Emerging Trend: Robotics as a Service

An early but emerging business model and set of technologies that I have been following for the last few months is Robotics as a Service (RaaS).  It is relatively under the radar from mainstream media publications but I expect that to change over the next few years as it grows.  RaaS can be thought of as an intersection between Softwear as a Service and Internet of Things.

Fundamentally the idea behind RaaS is that robots are an expensive capital expenditure that has to be paid upfront.  RaaS is a developing set of models that allow customers to lease robots or where the RaaS service provider visits the customer on demand with its robots to perform a specific task.  These services would be enabled, programmed, and provisioned via the cloud.  For example, a customer could deploy or remove services from a variety of robots at will.  They could also develop and deploy their own applications into robots.  The robot provider would handle maintenance and troubleshooting while giving the customer the same benefits as SaaS - chiefly on demand flexibility, cost savings, speed, and scalability.
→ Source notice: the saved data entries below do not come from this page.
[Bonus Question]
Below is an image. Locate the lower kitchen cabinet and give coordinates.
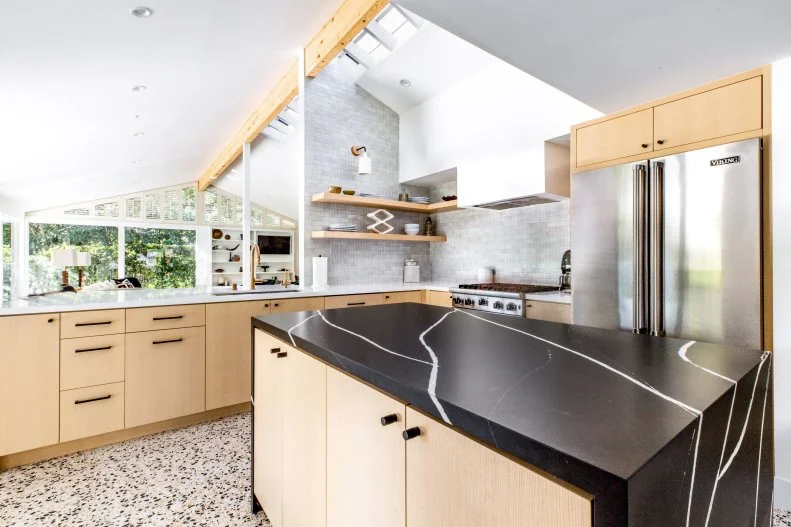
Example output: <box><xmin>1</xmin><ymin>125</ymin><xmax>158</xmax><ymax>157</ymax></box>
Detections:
<box><xmin>524</xmin><ymin>300</ymin><xmax>571</xmax><ymax>324</ymax></box>
<box><xmin>424</xmin><ymin>290</ymin><xmax>453</xmax><ymax>308</ymax></box>
<box><xmin>325</xmin><ymin>293</ymin><xmax>384</xmax><ymax>309</ymax></box>
<box><xmin>327</xmin><ymin>368</ymin><xmax>405</xmax><ymax>527</ymax></box>
<box><xmin>206</xmin><ymin>300</ymin><xmax>271</xmax><ymax>410</ymax></box>
<box><xmin>59</xmin><ymin>382</ymin><xmax>125</xmax><ymax>442</ymax></box>
<box><xmin>270</xmin><ymin>296</ymin><xmax>325</xmax><ymax>314</ymax></box>
<box><xmin>125</xmin><ymin>326</ymin><xmax>206</xmax><ymax>428</ymax></box>
<box><xmin>383</xmin><ymin>290</ymin><xmax>422</xmax><ymax>304</ymax></box>
<box><xmin>405</xmin><ymin>407</ymin><xmax>591</xmax><ymax>527</ymax></box>
<box><xmin>0</xmin><ymin>314</ymin><xmax>60</xmax><ymax>456</ymax></box>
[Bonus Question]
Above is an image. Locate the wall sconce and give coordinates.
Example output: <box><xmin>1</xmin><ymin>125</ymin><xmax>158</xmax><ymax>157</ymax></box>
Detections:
<box><xmin>351</xmin><ymin>145</ymin><xmax>372</xmax><ymax>175</ymax></box>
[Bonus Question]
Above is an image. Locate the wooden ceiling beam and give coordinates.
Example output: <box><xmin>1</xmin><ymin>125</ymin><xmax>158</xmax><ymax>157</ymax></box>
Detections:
<box><xmin>305</xmin><ymin>0</ymin><xmax>389</xmax><ymax>78</ymax></box>
<box><xmin>197</xmin><ymin>60</ymin><xmax>299</xmax><ymax>191</ymax></box>
<box><xmin>197</xmin><ymin>0</ymin><xmax>389</xmax><ymax>190</ymax></box>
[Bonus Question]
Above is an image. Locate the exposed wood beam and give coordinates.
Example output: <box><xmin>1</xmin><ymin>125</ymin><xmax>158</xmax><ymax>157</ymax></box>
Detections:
<box><xmin>304</xmin><ymin>0</ymin><xmax>389</xmax><ymax>78</ymax></box>
<box><xmin>197</xmin><ymin>60</ymin><xmax>299</xmax><ymax>191</ymax></box>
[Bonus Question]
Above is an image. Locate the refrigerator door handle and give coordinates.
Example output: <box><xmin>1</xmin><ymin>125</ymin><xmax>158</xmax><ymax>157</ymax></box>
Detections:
<box><xmin>650</xmin><ymin>161</ymin><xmax>665</xmax><ymax>337</ymax></box>
<box><xmin>633</xmin><ymin>164</ymin><xmax>648</xmax><ymax>334</ymax></box>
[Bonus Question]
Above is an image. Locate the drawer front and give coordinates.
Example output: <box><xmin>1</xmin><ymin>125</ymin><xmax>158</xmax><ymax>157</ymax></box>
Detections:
<box><xmin>524</xmin><ymin>301</ymin><xmax>571</xmax><ymax>324</ymax></box>
<box><xmin>425</xmin><ymin>290</ymin><xmax>453</xmax><ymax>308</ymax></box>
<box><xmin>60</xmin><ymin>382</ymin><xmax>125</xmax><ymax>442</ymax></box>
<box><xmin>61</xmin><ymin>310</ymin><xmax>126</xmax><ymax>339</ymax></box>
<box><xmin>270</xmin><ymin>296</ymin><xmax>325</xmax><ymax>314</ymax></box>
<box><xmin>125</xmin><ymin>327</ymin><xmax>206</xmax><ymax>428</ymax></box>
<box><xmin>576</xmin><ymin>108</ymin><xmax>654</xmax><ymax>167</ymax></box>
<box><xmin>653</xmin><ymin>76</ymin><xmax>762</xmax><ymax>151</ymax></box>
<box><xmin>126</xmin><ymin>304</ymin><xmax>206</xmax><ymax>333</ymax></box>
<box><xmin>60</xmin><ymin>334</ymin><xmax>125</xmax><ymax>391</ymax></box>
<box><xmin>383</xmin><ymin>291</ymin><xmax>422</xmax><ymax>304</ymax></box>
<box><xmin>324</xmin><ymin>294</ymin><xmax>385</xmax><ymax>310</ymax></box>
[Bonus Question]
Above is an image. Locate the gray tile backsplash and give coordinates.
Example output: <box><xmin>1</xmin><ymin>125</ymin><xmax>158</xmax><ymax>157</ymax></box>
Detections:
<box><xmin>303</xmin><ymin>61</ymin><xmax>431</xmax><ymax>286</ymax></box>
<box><xmin>429</xmin><ymin>182</ymin><xmax>570</xmax><ymax>285</ymax></box>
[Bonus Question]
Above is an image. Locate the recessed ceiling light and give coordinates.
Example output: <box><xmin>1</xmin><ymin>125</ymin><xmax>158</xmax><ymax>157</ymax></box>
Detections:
<box><xmin>133</xmin><ymin>159</ymin><xmax>142</xmax><ymax>164</ymax></box>
<box><xmin>134</xmin><ymin>114</ymin><xmax>141</xmax><ymax>119</ymax></box>
<box><xmin>130</xmin><ymin>6</ymin><xmax>153</xmax><ymax>18</ymax></box>
<box><xmin>133</xmin><ymin>132</ymin><xmax>145</xmax><ymax>137</ymax></box>
<box><xmin>400</xmin><ymin>79</ymin><xmax>412</xmax><ymax>88</ymax></box>
<box><xmin>132</xmin><ymin>85</ymin><xmax>147</xmax><ymax>92</ymax></box>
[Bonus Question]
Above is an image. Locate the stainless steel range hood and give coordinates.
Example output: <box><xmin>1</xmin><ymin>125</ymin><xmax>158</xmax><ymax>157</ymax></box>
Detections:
<box><xmin>457</xmin><ymin>139</ymin><xmax>570</xmax><ymax>209</ymax></box>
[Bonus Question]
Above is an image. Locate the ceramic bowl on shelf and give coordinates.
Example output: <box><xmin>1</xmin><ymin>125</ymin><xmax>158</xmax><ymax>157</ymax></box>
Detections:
<box><xmin>212</xmin><ymin>229</ymin><xmax>223</xmax><ymax>239</ymax></box>
<box><xmin>328</xmin><ymin>186</ymin><xmax>342</xmax><ymax>194</ymax></box>
<box><xmin>342</xmin><ymin>189</ymin><xmax>356</xmax><ymax>195</ymax></box>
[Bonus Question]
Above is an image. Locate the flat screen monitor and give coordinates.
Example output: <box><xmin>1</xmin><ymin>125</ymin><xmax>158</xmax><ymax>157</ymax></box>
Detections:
<box><xmin>257</xmin><ymin>234</ymin><xmax>291</xmax><ymax>255</ymax></box>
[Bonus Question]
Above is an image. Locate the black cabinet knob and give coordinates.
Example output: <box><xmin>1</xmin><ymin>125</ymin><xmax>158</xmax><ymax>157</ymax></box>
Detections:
<box><xmin>380</xmin><ymin>414</ymin><xmax>398</xmax><ymax>426</ymax></box>
<box><xmin>641</xmin><ymin>143</ymin><xmax>649</xmax><ymax>148</ymax></box>
<box><xmin>276</xmin><ymin>352</ymin><xmax>288</xmax><ymax>358</ymax></box>
<box><xmin>47</xmin><ymin>318</ymin><xmax>55</xmax><ymax>323</ymax></box>
<box><xmin>270</xmin><ymin>347</ymin><xmax>281</xmax><ymax>354</ymax></box>
<box><xmin>402</xmin><ymin>427</ymin><xmax>421</xmax><ymax>440</ymax></box>
<box><xmin>657</xmin><ymin>139</ymin><xmax>665</xmax><ymax>145</ymax></box>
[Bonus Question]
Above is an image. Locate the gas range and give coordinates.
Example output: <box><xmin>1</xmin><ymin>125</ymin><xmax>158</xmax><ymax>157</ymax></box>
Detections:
<box><xmin>449</xmin><ymin>283</ymin><xmax>559</xmax><ymax>316</ymax></box>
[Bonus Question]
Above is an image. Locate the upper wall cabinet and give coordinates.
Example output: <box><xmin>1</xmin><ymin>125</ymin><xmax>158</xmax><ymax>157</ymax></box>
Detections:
<box><xmin>575</xmin><ymin>109</ymin><xmax>654</xmax><ymax>167</ymax></box>
<box><xmin>653</xmin><ymin>76</ymin><xmax>762</xmax><ymax>151</ymax></box>
<box><xmin>573</xmin><ymin>69</ymin><xmax>766</xmax><ymax>171</ymax></box>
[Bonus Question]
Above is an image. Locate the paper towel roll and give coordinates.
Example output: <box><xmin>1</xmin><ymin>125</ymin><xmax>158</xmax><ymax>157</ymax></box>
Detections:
<box><xmin>313</xmin><ymin>256</ymin><xmax>328</xmax><ymax>288</ymax></box>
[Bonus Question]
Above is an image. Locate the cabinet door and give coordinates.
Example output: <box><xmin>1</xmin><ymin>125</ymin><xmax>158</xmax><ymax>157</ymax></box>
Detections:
<box><xmin>206</xmin><ymin>301</ymin><xmax>271</xmax><ymax>410</ymax></box>
<box><xmin>282</xmin><ymin>347</ymin><xmax>326</xmax><ymax>527</ymax></box>
<box><xmin>0</xmin><ymin>314</ymin><xmax>60</xmax><ymax>456</ymax></box>
<box><xmin>270</xmin><ymin>296</ymin><xmax>325</xmax><ymax>314</ymax></box>
<box><xmin>405</xmin><ymin>407</ymin><xmax>592</xmax><ymax>527</ymax></box>
<box><xmin>324</xmin><ymin>293</ymin><xmax>384</xmax><ymax>309</ymax></box>
<box><xmin>653</xmin><ymin>76</ymin><xmax>762</xmax><ymax>151</ymax></box>
<box><xmin>425</xmin><ymin>290</ymin><xmax>453</xmax><ymax>308</ymax></box>
<box><xmin>253</xmin><ymin>330</ymin><xmax>284</xmax><ymax>527</ymax></box>
<box><xmin>383</xmin><ymin>291</ymin><xmax>422</xmax><ymax>304</ymax></box>
<box><xmin>125</xmin><ymin>327</ymin><xmax>206</xmax><ymax>428</ymax></box>
<box><xmin>576</xmin><ymin>108</ymin><xmax>653</xmax><ymax>167</ymax></box>
<box><xmin>327</xmin><ymin>368</ymin><xmax>405</xmax><ymax>527</ymax></box>
<box><xmin>524</xmin><ymin>301</ymin><xmax>571</xmax><ymax>324</ymax></box>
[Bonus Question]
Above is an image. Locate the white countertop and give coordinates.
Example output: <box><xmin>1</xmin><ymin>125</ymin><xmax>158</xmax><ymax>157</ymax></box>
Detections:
<box><xmin>0</xmin><ymin>282</ymin><xmax>453</xmax><ymax>316</ymax></box>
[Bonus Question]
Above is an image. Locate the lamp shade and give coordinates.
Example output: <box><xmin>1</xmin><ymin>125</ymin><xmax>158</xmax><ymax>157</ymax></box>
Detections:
<box><xmin>76</xmin><ymin>252</ymin><xmax>92</xmax><ymax>267</ymax></box>
<box><xmin>50</xmin><ymin>248</ymin><xmax>77</xmax><ymax>268</ymax></box>
<box><xmin>357</xmin><ymin>151</ymin><xmax>372</xmax><ymax>175</ymax></box>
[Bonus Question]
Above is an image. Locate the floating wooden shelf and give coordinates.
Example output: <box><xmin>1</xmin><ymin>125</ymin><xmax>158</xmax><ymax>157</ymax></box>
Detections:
<box><xmin>311</xmin><ymin>192</ymin><xmax>458</xmax><ymax>213</ymax></box>
<box><xmin>312</xmin><ymin>231</ymin><xmax>446</xmax><ymax>242</ymax></box>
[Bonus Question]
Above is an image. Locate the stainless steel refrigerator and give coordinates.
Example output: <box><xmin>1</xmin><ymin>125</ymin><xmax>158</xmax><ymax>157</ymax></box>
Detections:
<box><xmin>571</xmin><ymin>138</ymin><xmax>763</xmax><ymax>349</ymax></box>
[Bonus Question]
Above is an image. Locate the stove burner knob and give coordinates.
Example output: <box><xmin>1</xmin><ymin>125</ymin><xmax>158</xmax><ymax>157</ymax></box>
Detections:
<box><xmin>465</xmin><ymin>298</ymin><xmax>475</xmax><ymax>306</ymax></box>
<box><xmin>493</xmin><ymin>301</ymin><xmax>504</xmax><ymax>310</ymax></box>
<box><xmin>453</xmin><ymin>297</ymin><xmax>463</xmax><ymax>305</ymax></box>
<box><xmin>506</xmin><ymin>302</ymin><xmax>517</xmax><ymax>311</ymax></box>
<box><xmin>478</xmin><ymin>298</ymin><xmax>488</xmax><ymax>306</ymax></box>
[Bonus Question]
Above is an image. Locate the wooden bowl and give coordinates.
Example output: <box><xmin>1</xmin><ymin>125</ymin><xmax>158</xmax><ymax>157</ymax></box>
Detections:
<box><xmin>212</xmin><ymin>229</ymin><xmax>223</xmax><ymax>239</ymax></box>
<box><xmin>342</xmin><ymin>190</ymin><xmax>356</xmax><ymax>195</ymax></box>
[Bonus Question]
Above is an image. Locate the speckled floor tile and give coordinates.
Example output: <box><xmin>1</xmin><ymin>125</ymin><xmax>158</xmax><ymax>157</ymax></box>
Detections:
<box><xmin>0</xmin><ymin>413</ymin><xmax>270</xmax><ymax>527</ymax></box>
<box><xmin>776</xmin><ymin>509</ymin><xmax>791</xmax><ymax>526</ymax></box>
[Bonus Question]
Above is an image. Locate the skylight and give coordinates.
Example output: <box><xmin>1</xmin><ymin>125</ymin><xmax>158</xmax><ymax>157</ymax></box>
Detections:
<box><xmin>377</xmin><ymin>5</ymin><xmax>409</xmax><ymax>34</ymax></box>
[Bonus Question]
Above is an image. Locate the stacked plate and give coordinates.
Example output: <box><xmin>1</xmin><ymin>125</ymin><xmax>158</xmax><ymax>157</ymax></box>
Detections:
<box><xmin>407</xmin><ymin>196</ymin><xmax>430</xmax><ymax>204</ymax></box>
<box><xmin>328</xmin><ymin>223</ymin><xmax>357</xmax><ymax>232</ymax></box>
<box><xmin>358</xmin><ymin>192</ymin><xmax>380</xmax><ymax>198</ymax></box>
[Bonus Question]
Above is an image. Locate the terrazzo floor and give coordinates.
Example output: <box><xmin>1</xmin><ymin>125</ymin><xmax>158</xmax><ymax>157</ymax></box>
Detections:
<box><xmin>0</xmin><ymin>411</ymin><xmax>789</xmax><ymax>526</ymax></box>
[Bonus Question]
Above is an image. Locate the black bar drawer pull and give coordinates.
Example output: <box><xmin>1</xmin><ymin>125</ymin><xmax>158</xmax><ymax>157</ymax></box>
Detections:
<box><xmin>153</xmin><ymin>315</ymin><xmax>184</xmax><ymax>321</ymax></box>
<box><xmin>75</xmin><ymin>321</ymin><xmax>112</xmax><ymax>327</ymax></box>
<box><xmin>75</xmin><ymin>395</ymin><xmax>111</xmax><ymax>405</ymax></box>
<box><xmin>403</xmin><ymin>427</ymin><xmax>421</xmax><ymax>440</ymax></box>
<box><xmin>347</xmin><ymin>302</ymin><xmax>366</xmax><ymax>306</ymax></box>
<box><xmin>153</xmin><ymin>338</ymin><xmax>183</xmax><ymax>345</ymax></box>
<box><xmin>270</xmin><ymin>347</ymin><xmax>281</xmax><ymax>354</ymax></box>
<box><xmin>381</xmin><ymin>414</ymin><xmax>398</xmax><ymax>426</ymax></box>
<box><xmin>75</xmin><ymin>346</ymin><xmax>113</xmax><ymax>354</ymax></box>
<box><xmin>276</xmin><ymin>352</ymin><xmax>288</xmax><ymax>358</ymax></box>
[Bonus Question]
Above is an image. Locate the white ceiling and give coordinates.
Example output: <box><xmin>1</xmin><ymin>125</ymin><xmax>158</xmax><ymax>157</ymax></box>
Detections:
<box><xmin>356</xmin><ymin>23</ymin><xmax>497</xmax><ymax>114</ymax></box>
<box><xmin>0</xmin><ymin>0</ymin><xmax>338</xmax><ymax>213</ymax></box>
<box><xmin>396</xmin><ymin>0</ymin><xmax>791</xmax><ymax>113</ymax></box>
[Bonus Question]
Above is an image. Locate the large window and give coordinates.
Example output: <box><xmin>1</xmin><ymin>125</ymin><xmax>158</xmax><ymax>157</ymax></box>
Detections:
<box><xmin>124</xmin><ymin>227</ymin><xmax>196</xmax><ymax>289</ymax></box>
<box><xmin>28</xmin><ymin>223</ymin><xmax>119</xmax><ymax>293</ymax></box>
<box><xmin>2</xmin><ymin>222</ymin><xmax>11</xmax><ymax>302</ymax></box>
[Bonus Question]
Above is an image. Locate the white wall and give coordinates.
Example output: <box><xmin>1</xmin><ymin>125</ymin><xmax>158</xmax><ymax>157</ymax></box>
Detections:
<box><xmin>398</xmin><ymin>60</ymin><xmax>601</xmax><ymax>182</ymax></box>
<box><xmin>773</xmin><ymin>56</ymin><xmax>791</xmax><ymax>508</ymax></box>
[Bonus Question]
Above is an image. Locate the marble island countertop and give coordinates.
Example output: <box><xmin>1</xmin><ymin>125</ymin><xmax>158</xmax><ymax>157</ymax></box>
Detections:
<box><xmin>0</xmin><ymin>282</ymin><xmax>454</xmax><ymax>316</ymax></box>
<box><xmin>253</xmin><ymin>303</ymin><xmax>772</xmax><ymax>527</ymax></box>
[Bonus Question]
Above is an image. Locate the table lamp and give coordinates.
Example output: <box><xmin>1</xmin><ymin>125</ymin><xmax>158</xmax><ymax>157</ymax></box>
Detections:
<box><xmin>50</xmin><ymin>248</ymin><xmax>77</xmax><ymax>289</ymax></box>
<box><xmin>76</xmin><ymin>252</ymin><xmax>92</xmax><ymax>290</ymax></box>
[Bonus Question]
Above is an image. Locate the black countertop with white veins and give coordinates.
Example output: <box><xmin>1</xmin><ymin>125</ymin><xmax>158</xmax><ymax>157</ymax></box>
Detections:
<box><xmin>252</xmin><ymin>303</ymin><xmax>773</xmax><ymax>527</ymax></box>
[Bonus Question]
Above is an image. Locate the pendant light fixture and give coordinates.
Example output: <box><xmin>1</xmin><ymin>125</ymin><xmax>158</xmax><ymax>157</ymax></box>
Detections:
<box><xmin>351</xmin><ymin>145</ymin><xmax>372</xmax><ymax>175</ymax></box>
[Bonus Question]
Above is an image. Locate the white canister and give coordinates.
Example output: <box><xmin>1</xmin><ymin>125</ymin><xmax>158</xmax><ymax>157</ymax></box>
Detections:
<box><xmin>404</xmin><ymin>258</ymin><xmax>420</xmax><ymax>283</ymax></box>
<box><xmin>313</xmin><ymin>256</ymin><xmax>328</xmax><ymax>288</ymax></box>
<box><xmin>477</xmin><ymin>267</ymin><xmax>495</xmax><ymax>283</ymax></box>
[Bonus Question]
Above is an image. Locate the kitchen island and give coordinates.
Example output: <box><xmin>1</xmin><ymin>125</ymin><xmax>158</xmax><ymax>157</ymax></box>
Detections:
<box><xmin>252</xmin><ymin>303</ymin><xmax>772</xmax><ymax>527</ymax></box>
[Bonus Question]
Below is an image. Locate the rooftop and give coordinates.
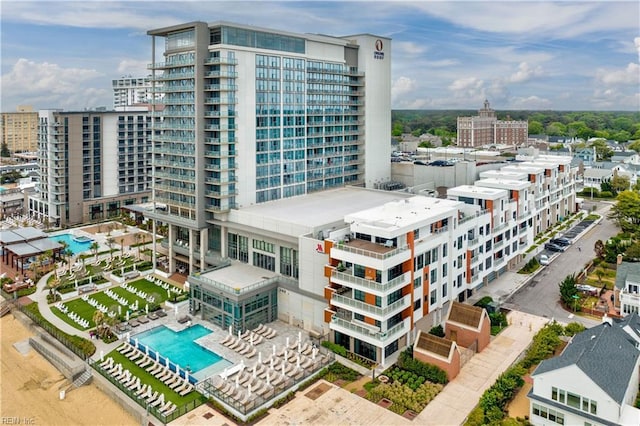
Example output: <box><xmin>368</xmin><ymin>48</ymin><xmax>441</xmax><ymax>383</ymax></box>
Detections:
<box><xmin>447</xmin><ymin>302</ymin><xmax>485</xmax><ymax>329</ymax></box>
<box><xmin>414</xmin><ymin>330</ymin><xmax>455</xmax><ymax>359</ymax></box>
<box><xmin>475</xmin><ymin>178</ymin><xmax>531</xmax><ymax>191</ymax></box>
<box><xmin>447</xmin><ymin>185</ymin><xmax>507</xmax><ymax>199</ymax></box>
<box><xmin>196</xmin><ymin>261</ymin><xmax>278</xmax><ymax>292</ymax></box>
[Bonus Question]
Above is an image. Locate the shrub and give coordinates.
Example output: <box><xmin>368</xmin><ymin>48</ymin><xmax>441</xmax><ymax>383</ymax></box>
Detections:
<box><xmin>474</xmin><ymin>296</ymin><xmax>494</xmax><ymax>309</ymax></box>
<box><xmin>397</xmin><ymin>350</ymin><xmax>448</xmax><ymax>384</ymax></box>
<box><xmin>564</xmin><ymin>322</ymin><xmax>586</xmax><ymax>337</ymax></box>
<box><xmin>321</xmin><ymin>340</ymin><xmax>347</xmax><ymax>357</ymax></box>
<box><xmin>428</xmin><ymin>325</ymin><xmax>445</xmax><ymax>337</ymax></box>
<box><xmin>327</xmin><ymin>362</ymin><xmax>360</xmax><ymax>381</ymax></box>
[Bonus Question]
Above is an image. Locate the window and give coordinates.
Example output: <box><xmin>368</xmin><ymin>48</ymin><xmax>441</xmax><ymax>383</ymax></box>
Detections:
<box><xmin>430</xmin><ymin>289</ymin><xmax>437</xmax><ymax>305</ymax></box>
<box><xmin>354</xmin><ymin>289</ymin><xmax>365</xmax><ymax>302</ymax></box>
<box><xmin>414</xmin><ymin>276</ymin><xmax>422</xmax><ymax>288</ymax></box>
<box><xmin>442</xmin><ymin>263</ymin><xmax>448</xmax><ymax>278</ymax></box>
<box><xmin>442</xmin><ymin>243</ymin><xmax>447</xmax><ymax>257</ymax></box>
<box><xmin>430</xmin><ymin>269</ymin><xmax>438</xmax><ymax>284</ymax></box>
<box><xmin>532</xmin><ymin>403</ymin><xmax>564</xmax><ymax>425</ymax></box>
<box><xmin>413</xmin><ymin>299</ymin><xmax>421</xmax><ymax>311</ymax></box>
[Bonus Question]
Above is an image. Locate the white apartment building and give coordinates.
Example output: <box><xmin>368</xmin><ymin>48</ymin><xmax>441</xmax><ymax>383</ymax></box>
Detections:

Although early we are starting to see the first live trials of RaaS including:

  • Nestle leasing Softbank's Pepper Robot for its Nescafe chain of stores to deliver customer service.  The Pepper Robot was designed specifically to read human emotions and tailor its interactions.  A demo of this is fun to watch.
  • Harvest Automation, a Massachusetts startup, offering a robot rental program for its its agriculture robots.  This is an especially good area to test a RaaS business model since farmers needs are seasonal and can be unpredictable depending on weather. 

Some likely big opportunities for RaaS include package delivery via drone or ground robot, agriculture, manufacturing of products that are seasonal, etc.  I expect Amazon's AWS division will begin offering a RaaS product line sometime in the next 5 years.